Alberta entrepreneurs started the New Year facing a growing list of challenges
CALGARY – The latest monthly Business Barometer survey results from the Canadian Federation of Independent Business (CFIB) reveal Alberta’s small business optimism decreased 0.7 points in January to 59.4.
“Small business confidence in Alberta has come a long way from the lowest lows ever recorded a few years ago but we still have a ways to go before we reach the threshold that represents a strong, growing economy,” said Amber Ruddy, Director of Provincial Affairs for Alberta. “More can be done to better support Alberta’s small business community, such as reducing red tape and it is our hope to see that become a priority this year.”
For the first time in three months, small business optimism in Alberta has decreased. The drop in confidence has lowered the province’s national rank from fourth to fifth place. Alberta continues to lag behind the national index by 3.3 points (62.7).
Hiring intentions by Alberta’s entrepreneurs are slightly down for January compared to the previous month. Thirteen per cent of small business owners plan to increase full-time staff in the next three months, down one point from December. In contrast, eighteen per cent are looking to cut back, representing no change from the month before.
Twenty-five per cent of entrepreneurs believe the general state of health of their business is good, representing a two point loss from December. This compares to nineteen per cent of Alberta business owners who describe their business’ health as poor, down one point from the previous month.
The national Business Barometer index in January was 62.7, up 3.0 points from December. The other provincial numbers were: Quebec (71.3), British Columbia (66.7), Nova Scotia (63.9), Manitoba (61.6), Ontario (58.7), New Brunswick (56.9), Saskatchewan (53.6), PEI (52.3), and Newfoundland (51.8).
Measured on a scale between 0 and 100, an index level above 50 means owners expecting their business’ performance to be stronger in the next year outnumber those expecting weaker performance.
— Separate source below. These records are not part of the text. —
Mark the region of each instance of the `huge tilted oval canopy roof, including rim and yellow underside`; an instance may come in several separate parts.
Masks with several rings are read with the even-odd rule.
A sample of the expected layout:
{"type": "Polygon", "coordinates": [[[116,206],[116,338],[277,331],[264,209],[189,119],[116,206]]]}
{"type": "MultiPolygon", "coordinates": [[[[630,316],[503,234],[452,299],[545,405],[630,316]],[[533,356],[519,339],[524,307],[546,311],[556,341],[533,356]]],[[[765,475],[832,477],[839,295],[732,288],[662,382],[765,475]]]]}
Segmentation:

An index level of between 65 and 75 means the economy is growing at its potential.
The January 2018 findings are based on 840 responses, collected from a stratified random sample of CFIB members, to a controlled-access web survey. Data reflects responses received through to January 20. Findings are statistically accurate to +/- 3.4 per cent 19 times in 20.
CFIB is Canada’s largest association of small- and medium-sized businesses with 109,000 members across every sector and region, including 10,000 in Alberta.